Anno: 2013
Distribuzione: Universal Pictures
Durata: 118′
Genere: Azione, Drammatico
Nazionalità: USA
Regia: Carl Rinsch
Se dovessimo raccontare le difficoltà produttive e di montaggio che hanno travagliato 47 Ronin, versione hollywoodiana diretta da Carl Rinsch della più tradizionale leggenda giapponese (già portata sullo schermo da Mizogouchi Kenji, tra gli altri), si farebbe un altro film, forse anche migliore, ma servirebbe anche a capire la natura bislacca e sbagliata del film: basti pensare che sulla locandina compare un personaggio, con un tatuaggio da scheletro su tutto il corpo che non c’è nella versione definitiva del film che si vede in sala.

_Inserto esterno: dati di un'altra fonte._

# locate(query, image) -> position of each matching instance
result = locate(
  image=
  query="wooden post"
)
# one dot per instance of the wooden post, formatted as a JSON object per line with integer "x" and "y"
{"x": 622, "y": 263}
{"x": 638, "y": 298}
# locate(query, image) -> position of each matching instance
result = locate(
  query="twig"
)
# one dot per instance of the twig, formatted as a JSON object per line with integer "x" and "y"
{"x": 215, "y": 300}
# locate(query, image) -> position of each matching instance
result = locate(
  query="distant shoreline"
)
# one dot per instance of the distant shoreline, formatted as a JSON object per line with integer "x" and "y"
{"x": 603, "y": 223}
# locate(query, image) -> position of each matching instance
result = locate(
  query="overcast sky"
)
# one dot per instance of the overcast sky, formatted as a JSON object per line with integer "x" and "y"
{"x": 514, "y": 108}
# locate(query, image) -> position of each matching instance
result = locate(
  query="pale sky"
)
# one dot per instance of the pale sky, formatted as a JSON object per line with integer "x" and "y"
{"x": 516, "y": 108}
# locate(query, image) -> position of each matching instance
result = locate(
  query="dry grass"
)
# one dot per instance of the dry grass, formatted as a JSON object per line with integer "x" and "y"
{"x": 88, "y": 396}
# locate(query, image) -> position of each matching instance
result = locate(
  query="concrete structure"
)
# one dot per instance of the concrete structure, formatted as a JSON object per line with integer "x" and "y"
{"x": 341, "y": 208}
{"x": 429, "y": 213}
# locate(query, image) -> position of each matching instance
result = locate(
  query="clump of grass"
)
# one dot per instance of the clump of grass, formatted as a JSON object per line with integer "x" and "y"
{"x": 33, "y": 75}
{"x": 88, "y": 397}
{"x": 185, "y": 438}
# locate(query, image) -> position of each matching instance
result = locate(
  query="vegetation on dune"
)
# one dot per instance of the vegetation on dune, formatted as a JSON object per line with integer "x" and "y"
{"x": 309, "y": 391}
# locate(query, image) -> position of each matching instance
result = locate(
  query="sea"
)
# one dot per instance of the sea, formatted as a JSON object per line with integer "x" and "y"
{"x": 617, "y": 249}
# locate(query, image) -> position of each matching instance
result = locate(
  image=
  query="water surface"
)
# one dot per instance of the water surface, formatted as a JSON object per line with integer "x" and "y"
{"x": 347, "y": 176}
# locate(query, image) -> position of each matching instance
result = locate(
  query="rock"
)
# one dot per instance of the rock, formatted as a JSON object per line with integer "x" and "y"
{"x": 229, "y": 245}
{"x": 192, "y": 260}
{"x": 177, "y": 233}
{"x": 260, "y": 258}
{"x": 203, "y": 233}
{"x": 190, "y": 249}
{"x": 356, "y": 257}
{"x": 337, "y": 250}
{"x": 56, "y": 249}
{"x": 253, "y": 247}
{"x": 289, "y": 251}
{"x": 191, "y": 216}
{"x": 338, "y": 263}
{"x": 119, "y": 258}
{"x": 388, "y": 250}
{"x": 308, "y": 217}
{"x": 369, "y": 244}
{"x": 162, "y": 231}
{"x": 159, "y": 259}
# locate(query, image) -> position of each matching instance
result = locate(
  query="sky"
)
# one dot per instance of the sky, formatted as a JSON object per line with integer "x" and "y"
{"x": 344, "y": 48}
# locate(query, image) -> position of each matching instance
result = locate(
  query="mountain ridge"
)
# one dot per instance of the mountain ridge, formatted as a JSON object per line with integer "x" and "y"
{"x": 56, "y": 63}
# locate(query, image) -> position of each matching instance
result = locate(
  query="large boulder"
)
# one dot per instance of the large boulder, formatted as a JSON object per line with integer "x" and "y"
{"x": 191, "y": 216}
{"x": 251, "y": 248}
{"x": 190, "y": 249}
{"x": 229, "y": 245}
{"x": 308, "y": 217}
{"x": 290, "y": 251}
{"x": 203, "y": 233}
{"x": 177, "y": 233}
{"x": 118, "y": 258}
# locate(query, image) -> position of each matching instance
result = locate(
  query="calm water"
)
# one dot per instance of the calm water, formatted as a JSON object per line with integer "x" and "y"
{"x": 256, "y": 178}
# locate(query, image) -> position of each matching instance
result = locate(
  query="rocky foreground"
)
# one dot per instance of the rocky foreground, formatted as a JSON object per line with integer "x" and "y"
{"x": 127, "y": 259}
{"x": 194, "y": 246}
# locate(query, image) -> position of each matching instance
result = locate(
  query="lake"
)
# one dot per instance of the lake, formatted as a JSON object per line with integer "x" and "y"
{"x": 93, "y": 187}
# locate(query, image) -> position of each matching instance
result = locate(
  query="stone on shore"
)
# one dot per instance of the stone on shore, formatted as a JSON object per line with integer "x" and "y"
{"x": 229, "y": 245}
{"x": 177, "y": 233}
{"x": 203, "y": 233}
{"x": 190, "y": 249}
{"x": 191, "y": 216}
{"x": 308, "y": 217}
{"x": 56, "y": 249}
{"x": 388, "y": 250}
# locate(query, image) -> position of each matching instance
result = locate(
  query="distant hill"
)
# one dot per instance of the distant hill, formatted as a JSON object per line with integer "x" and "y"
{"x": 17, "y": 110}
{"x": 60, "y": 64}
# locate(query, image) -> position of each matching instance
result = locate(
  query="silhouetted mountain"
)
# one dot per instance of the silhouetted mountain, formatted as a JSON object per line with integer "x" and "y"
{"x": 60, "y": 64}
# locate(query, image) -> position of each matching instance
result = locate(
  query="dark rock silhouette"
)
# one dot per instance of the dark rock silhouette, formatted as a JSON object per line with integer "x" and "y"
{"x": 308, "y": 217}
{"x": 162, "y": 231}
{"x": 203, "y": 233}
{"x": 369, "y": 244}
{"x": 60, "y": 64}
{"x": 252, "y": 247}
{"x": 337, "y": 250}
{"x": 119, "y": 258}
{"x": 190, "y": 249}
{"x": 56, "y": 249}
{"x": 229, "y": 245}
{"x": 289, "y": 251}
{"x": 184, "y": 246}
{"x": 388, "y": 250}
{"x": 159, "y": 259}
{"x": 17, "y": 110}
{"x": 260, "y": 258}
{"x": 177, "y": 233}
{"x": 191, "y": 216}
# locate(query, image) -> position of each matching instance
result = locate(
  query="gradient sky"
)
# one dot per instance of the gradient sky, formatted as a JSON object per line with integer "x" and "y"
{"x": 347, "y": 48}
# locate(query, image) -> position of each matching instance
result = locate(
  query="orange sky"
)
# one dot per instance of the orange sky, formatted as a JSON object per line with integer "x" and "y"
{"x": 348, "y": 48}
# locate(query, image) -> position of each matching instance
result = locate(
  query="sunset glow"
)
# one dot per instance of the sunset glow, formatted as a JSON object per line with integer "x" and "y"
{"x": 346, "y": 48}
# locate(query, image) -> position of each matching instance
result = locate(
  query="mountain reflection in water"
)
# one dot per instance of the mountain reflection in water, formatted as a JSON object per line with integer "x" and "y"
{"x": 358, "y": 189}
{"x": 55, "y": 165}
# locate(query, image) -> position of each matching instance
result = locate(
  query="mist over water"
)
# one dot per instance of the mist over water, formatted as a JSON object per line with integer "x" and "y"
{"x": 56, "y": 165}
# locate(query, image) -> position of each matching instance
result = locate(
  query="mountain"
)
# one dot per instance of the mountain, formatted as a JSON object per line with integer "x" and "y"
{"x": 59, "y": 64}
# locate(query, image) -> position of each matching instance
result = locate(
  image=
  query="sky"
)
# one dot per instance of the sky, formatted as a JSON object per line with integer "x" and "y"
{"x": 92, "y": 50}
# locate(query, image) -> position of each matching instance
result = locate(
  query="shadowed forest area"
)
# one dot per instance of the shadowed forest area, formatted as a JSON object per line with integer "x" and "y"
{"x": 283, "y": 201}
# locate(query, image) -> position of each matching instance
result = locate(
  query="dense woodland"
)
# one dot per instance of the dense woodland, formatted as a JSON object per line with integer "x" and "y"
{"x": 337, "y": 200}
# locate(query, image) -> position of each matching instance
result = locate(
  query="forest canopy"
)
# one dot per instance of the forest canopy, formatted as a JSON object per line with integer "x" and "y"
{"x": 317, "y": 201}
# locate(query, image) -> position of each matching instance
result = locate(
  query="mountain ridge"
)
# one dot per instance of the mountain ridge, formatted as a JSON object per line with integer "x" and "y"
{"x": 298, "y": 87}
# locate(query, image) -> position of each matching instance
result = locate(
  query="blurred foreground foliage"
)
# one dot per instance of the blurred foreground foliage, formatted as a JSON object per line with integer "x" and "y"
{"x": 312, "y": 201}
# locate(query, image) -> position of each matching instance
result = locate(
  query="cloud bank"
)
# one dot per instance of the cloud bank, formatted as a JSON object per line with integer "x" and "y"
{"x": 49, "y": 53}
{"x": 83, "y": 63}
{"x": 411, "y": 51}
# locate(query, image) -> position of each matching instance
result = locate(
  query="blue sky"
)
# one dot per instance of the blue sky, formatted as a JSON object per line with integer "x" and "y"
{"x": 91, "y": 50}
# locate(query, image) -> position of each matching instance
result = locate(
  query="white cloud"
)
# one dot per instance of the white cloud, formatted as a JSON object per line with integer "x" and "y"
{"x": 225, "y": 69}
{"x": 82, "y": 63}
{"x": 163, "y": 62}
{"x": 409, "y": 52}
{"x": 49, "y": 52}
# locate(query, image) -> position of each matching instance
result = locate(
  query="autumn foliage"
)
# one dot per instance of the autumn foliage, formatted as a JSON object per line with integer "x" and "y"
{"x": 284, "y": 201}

La storia è quella di Kai, mezzosangue emarginato che decide di unirsi ad un gruppo di rōnin, comandato da Kuranosuke Oishi, che cerca vendetta su Lord Kira dopo che questi ha ucciso il loro signore e bandito il gruppo. Per restituire l’onore al loro feudo e al loro signore, i guerrieri si troveranno ad affrontare delle dure prove, che porteranno alla sconfitta di numerosi guerrieri. Scritto da Chris Morgan, Walter Hamada e Hossein Amini, 47 Ronin mescola in modo disinvolto la tradizione nipponica del chanbara, le avventure dei samurai a basi di duelli e combattimenti, e il fantasy milionario americano, fatto di creature mostruose e magia, frullando Kurosawa e Peter Jackson.
Il risultato sembra fatto apposta per far storcere molti nasi, soprattutto quelli dei puristi del racconto e del cinema nipponici: Rinsch sa creare scorci suggestivi con la regia, soprattutto quando guarda al cinema classico e alle stilizzazioni del Sol Levante, e non ha paura del finale meno facile o comodo, seppure edulcorato nella messinscena come da tradizione moralistica delle major. Peccato che il potenziale epico della storia o la bizzarria degli incroci geografici restino sulla carta, tanto per via delle esigenze produttive che hanno portato a vari rinvii nell’uscita, quanto per le difficoltà di Rinsch nel gestire la bizzarria della materia.
Rivedere Keanu Reeves in un ruolo da protagonista per una produzione importante (di recente ha anche girato un suo film, Man of Tai Chi), non può che far piacere, ma 47 Ronin è un film sbagliato e zoppicante, che troverà qualche estimatore ma che commette il peccato mortale di non saper cogliere il senso degli elementi che va a mescolare, rimanendo così un’operazione biecamente industriale che però ha fallito anche il suo grado primario: ossia fare soldi.